Les points pourront également financer une réduction du temps de travail, 10 points permettant de compenser une réduction du temps de travail équivalente à 50% pendant un trimestre. Enfin, les points acquis pourront être utilisés pour majorer la durée d’assurance vieillesse, 10 points permettant d’acquérir un trimestre d’assurance. Cette possibilité est limitée de fait à 80 points (les 20 premiers étant consacrés obligatoirement à la formation), soit 8 trimestres (2 annuités).

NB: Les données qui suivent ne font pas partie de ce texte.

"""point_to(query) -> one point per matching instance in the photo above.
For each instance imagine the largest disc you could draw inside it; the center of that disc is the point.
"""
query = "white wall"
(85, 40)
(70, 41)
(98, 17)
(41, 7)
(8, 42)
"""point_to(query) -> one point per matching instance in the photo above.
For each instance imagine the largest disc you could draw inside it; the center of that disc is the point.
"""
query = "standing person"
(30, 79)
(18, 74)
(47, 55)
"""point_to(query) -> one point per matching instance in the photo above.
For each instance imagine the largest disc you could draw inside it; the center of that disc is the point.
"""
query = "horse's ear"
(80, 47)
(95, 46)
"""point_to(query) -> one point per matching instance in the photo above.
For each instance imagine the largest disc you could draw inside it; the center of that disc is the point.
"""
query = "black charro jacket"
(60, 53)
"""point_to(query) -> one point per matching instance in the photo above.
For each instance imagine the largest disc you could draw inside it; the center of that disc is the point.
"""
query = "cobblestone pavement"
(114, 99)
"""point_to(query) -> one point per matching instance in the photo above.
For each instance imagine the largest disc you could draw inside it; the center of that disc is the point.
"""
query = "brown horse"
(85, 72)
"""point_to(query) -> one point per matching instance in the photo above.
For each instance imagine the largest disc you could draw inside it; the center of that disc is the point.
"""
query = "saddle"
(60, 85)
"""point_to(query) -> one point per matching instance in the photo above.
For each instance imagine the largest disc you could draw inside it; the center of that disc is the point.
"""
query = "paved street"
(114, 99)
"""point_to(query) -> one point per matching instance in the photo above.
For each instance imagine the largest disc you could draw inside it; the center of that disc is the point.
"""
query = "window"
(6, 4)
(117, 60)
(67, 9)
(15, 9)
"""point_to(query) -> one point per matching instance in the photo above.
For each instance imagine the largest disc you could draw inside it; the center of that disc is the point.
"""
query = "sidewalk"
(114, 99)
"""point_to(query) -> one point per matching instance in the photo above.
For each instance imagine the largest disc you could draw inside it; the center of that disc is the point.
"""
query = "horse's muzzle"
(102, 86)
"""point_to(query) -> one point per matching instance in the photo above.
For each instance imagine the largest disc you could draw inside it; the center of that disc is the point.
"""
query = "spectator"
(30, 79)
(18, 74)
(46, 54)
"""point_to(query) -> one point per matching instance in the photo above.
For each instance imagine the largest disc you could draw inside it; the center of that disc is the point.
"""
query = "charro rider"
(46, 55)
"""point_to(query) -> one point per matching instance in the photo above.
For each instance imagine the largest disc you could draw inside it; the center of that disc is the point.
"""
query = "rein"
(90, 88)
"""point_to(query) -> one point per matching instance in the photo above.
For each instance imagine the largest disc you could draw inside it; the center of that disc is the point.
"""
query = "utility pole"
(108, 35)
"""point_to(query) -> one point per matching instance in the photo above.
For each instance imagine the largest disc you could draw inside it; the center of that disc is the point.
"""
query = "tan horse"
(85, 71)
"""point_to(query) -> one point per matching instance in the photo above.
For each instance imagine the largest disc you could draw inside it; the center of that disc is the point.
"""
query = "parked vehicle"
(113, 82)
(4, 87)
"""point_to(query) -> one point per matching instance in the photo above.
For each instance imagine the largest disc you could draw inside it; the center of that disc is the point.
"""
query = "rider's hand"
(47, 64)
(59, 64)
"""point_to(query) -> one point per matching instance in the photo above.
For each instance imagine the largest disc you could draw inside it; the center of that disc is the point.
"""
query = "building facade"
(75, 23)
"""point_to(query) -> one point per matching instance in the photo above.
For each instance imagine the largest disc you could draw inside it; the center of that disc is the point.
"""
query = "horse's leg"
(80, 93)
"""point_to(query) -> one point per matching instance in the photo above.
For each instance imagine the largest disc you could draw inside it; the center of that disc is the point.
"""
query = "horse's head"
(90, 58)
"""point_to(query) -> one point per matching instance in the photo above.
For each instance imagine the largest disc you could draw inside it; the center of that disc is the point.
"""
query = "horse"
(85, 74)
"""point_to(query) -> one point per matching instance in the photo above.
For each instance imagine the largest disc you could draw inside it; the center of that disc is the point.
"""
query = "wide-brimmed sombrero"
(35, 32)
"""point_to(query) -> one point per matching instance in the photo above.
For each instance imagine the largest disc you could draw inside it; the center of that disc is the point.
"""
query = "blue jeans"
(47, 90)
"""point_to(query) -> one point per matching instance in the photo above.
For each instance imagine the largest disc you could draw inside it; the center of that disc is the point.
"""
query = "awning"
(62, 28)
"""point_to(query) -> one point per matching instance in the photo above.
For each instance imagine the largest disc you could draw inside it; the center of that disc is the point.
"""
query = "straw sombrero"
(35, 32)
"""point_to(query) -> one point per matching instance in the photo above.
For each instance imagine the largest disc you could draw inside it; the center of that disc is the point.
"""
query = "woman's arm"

Les salariés seniors ne travailleront, de toute façon, pas assez longtemps pour cumuler plus de 80 points.

 

Demande 100% en ligne

« Le titulaire du compte peut accéder en ligne à un relevé de points lui permettant de connaître le nombre de points disponibles pour les utilisations souhaitées et d’en éditer un justificatif », stipule un décret. Une fois sa décision prise, il pourra effectuer sa demande sur un site Internet créé à cet effet et lancé en novembre prochain par la Caisse nationale d’assurance vieillesse (Cnav), en partenariat avec la MSA. Une plate-forme téléphonique permettra aux salariés et aux employeurs de se renseigner.

La demande « peut aussi être adressée par le titulaire du compte à la caisse chargée de la liquidation des pensions de retraite de base du régime général dans le ressort de laquelle se trouve sa résidence ou, en cas de résidence à l’étranger, son dernier lieu de travail en France. La demande adressée à une caisse autre que celle de la résidence de l’assuré est transmise à cette dernière. » Dans tous les cas, le salarié recevra un récépissé de sa demande.

Si celle-ci porte sur une formation, le salarié devra joindre à sa demande de formation un document précisant le nombre d’heures qu’il souhaite y consacrer. « Ce document comporte également des éléments précisant le poste occupé par le salarié et la nature de la formation demandée afin de permettre d’apprécier l’éligibilité de la formation. » La demande devra recevoir l’aval de l’employeur et de l’organisme de formation. Pour le temps partiel, le salarié devra d’abord obtenir l’accord de son entreprise. Il pourra ensuite transmettre sa demande « sans que le temps travaillé ne puisse être inférieur à 20% ni supérieur à 80% de la durée du travail applicable dans l’établissement. » Enfin, pour la retraite anticipée, le salaire peut envoyer sa demande à compter de ses 55 ans.